Hey everyone.
So my daughter's dad has been extremely hard work the last 2 years and he's been mentally draining me. He always says nasty things to me about taking her off me, he would get custody, he don't want her growing up round my other children, my parenting is shit and the list goes on.
He deliberately didn't have her Thursday to punish me because I got angry with the way he was talking to my other kids and I stuck up for them. I've not spoken to him since because he always lectures me about my parenting and how I should do this how I should do that and makes me feel shit all the time.
He was meant to have her today at 10 and 2 hours later he's messaging my brother the usual crap going on and on about my parenting and all the same old rubbish but has also demanded I bring her to him when he should of picked her up at 10. My brother has explained that I don't want to see him and he's just being a full on ass about it all. Well she won't get the break then, I won't have her she's the one who will suffer and all this crap.
I just don't know why he can't just be an adult and why he can't just be civil and not be soo awkward about it all. I'm soo tired and drained and I just want to go to bed and sleep but I can't.
It's always his way or no way, it's always about him and how he feels and it's always about his work. I've asked him to help out more in regards to having her the same time as my other children go to their dads soo I get the break I soo need and deserve but he won't do it. I'm just soo exhausted by it all now and I just don't want the constant drama and the agg.

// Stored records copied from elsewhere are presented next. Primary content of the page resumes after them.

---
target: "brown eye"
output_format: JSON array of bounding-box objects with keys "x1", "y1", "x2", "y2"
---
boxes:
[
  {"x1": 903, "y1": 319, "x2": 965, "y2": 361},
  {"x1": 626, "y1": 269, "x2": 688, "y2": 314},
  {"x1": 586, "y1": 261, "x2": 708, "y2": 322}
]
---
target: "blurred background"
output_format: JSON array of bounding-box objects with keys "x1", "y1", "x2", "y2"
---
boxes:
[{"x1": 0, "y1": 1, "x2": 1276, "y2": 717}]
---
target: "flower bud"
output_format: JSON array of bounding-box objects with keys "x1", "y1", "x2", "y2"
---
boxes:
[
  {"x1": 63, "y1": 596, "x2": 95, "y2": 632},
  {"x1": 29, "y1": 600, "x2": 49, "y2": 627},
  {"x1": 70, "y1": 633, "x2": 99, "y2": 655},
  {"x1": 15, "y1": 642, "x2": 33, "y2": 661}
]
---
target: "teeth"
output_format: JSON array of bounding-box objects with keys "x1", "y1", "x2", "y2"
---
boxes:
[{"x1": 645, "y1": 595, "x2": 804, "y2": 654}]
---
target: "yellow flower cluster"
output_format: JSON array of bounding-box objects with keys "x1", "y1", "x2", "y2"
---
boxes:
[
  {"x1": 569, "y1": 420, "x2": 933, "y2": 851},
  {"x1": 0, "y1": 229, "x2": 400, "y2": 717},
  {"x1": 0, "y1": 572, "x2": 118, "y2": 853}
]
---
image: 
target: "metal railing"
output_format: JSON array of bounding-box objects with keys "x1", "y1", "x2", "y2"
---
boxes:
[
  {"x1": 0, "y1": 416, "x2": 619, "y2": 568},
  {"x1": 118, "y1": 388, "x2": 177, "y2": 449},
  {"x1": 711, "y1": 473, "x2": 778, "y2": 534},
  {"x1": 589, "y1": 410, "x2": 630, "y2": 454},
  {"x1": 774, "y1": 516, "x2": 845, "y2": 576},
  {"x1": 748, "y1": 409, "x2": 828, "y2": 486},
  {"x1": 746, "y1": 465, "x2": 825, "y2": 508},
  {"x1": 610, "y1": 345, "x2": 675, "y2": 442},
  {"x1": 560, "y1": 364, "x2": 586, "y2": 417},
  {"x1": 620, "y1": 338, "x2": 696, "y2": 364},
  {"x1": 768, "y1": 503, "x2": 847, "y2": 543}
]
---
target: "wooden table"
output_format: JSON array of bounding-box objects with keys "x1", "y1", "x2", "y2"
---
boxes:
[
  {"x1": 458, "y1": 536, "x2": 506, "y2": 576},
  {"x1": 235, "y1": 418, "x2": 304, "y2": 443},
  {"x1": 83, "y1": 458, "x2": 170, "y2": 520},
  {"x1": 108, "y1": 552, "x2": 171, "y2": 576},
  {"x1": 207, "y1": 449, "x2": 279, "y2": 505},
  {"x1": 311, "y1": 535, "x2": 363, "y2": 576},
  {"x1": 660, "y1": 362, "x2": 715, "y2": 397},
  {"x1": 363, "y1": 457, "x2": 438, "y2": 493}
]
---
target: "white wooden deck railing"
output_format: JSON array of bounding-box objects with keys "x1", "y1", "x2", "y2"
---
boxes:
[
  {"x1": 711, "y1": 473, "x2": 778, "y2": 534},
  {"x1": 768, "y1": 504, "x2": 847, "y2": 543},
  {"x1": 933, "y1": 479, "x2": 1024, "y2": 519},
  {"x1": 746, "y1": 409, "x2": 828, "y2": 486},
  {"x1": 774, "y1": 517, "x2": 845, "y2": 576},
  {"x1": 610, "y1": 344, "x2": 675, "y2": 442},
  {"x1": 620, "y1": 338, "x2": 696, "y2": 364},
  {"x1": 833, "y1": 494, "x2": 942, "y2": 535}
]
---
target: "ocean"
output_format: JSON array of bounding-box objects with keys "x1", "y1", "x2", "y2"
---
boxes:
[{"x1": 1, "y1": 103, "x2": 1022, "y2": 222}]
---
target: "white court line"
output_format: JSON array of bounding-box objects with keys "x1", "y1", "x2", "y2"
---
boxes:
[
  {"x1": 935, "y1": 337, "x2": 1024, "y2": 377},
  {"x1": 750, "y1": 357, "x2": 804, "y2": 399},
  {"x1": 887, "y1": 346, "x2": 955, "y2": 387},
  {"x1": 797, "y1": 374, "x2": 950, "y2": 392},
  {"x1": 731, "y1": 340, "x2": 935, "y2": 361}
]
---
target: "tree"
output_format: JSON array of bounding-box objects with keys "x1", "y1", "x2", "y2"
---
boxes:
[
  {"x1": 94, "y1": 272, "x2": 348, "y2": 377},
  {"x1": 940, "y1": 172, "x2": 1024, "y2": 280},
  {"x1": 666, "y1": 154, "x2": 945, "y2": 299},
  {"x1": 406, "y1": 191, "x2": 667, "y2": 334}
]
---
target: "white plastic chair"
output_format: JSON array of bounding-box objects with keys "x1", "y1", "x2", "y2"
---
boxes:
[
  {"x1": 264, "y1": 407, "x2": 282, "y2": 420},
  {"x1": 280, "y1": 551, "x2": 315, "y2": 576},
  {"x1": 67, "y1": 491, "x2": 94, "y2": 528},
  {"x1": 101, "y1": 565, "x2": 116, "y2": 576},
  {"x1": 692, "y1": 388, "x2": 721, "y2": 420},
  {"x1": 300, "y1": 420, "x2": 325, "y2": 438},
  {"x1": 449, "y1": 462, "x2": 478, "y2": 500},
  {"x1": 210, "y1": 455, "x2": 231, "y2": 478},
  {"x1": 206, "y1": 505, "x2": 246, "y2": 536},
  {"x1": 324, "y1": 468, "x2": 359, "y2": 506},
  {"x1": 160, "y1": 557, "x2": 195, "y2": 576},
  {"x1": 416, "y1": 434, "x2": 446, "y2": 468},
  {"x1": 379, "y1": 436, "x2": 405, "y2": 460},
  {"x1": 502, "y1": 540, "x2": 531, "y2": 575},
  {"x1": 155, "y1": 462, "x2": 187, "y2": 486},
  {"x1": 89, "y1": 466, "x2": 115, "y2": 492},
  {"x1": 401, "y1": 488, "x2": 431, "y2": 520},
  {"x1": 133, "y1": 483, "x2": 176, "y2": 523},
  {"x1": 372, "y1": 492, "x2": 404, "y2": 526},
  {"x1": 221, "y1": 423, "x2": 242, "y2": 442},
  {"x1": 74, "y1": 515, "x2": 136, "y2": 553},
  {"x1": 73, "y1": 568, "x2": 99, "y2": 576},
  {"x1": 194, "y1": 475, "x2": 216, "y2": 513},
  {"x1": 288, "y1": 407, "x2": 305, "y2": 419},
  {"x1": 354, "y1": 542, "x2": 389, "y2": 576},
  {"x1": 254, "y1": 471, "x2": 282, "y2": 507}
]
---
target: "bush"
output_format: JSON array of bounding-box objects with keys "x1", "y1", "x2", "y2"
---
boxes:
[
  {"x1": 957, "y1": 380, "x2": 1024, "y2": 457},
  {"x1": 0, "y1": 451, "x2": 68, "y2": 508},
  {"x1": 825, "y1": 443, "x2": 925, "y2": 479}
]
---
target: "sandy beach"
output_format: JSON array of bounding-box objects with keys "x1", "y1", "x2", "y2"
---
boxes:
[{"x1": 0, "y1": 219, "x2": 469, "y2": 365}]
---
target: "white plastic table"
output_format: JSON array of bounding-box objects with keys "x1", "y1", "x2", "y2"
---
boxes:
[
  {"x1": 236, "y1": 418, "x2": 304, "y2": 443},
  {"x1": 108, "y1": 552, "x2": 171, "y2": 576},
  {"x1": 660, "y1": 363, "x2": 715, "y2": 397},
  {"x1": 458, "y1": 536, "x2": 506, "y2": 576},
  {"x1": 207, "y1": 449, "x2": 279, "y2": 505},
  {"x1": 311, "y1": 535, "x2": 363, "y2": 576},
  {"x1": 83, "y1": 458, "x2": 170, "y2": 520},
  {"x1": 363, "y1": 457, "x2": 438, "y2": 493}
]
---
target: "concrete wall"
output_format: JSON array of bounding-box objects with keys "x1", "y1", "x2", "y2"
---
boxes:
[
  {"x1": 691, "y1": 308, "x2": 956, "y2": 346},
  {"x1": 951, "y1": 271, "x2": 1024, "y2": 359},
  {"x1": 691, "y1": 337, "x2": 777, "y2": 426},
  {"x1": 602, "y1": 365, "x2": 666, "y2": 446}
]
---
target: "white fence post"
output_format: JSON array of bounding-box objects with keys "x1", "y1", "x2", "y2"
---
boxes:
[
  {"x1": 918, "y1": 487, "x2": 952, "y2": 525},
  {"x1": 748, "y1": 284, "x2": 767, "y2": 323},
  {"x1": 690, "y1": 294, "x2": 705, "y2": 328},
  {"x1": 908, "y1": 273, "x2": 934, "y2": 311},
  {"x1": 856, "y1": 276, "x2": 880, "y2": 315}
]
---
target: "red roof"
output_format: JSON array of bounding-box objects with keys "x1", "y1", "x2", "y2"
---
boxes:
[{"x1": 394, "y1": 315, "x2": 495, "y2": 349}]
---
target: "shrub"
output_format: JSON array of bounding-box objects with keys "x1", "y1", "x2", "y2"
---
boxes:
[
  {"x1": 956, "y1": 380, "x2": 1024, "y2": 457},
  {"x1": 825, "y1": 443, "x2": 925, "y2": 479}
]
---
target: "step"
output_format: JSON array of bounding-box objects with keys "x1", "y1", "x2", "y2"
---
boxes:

I don't have any support from family or friends soo can't even ask them. I do it all alone and have done for the last 4 years since my ex husband left me for another woman. I just want to be happy and left alone and for him to help more but he won't he just wants to make things awkward and just be a complete asshole all the time. He never listens to me and he just turns and twists everything I say and makes it all about him all the time.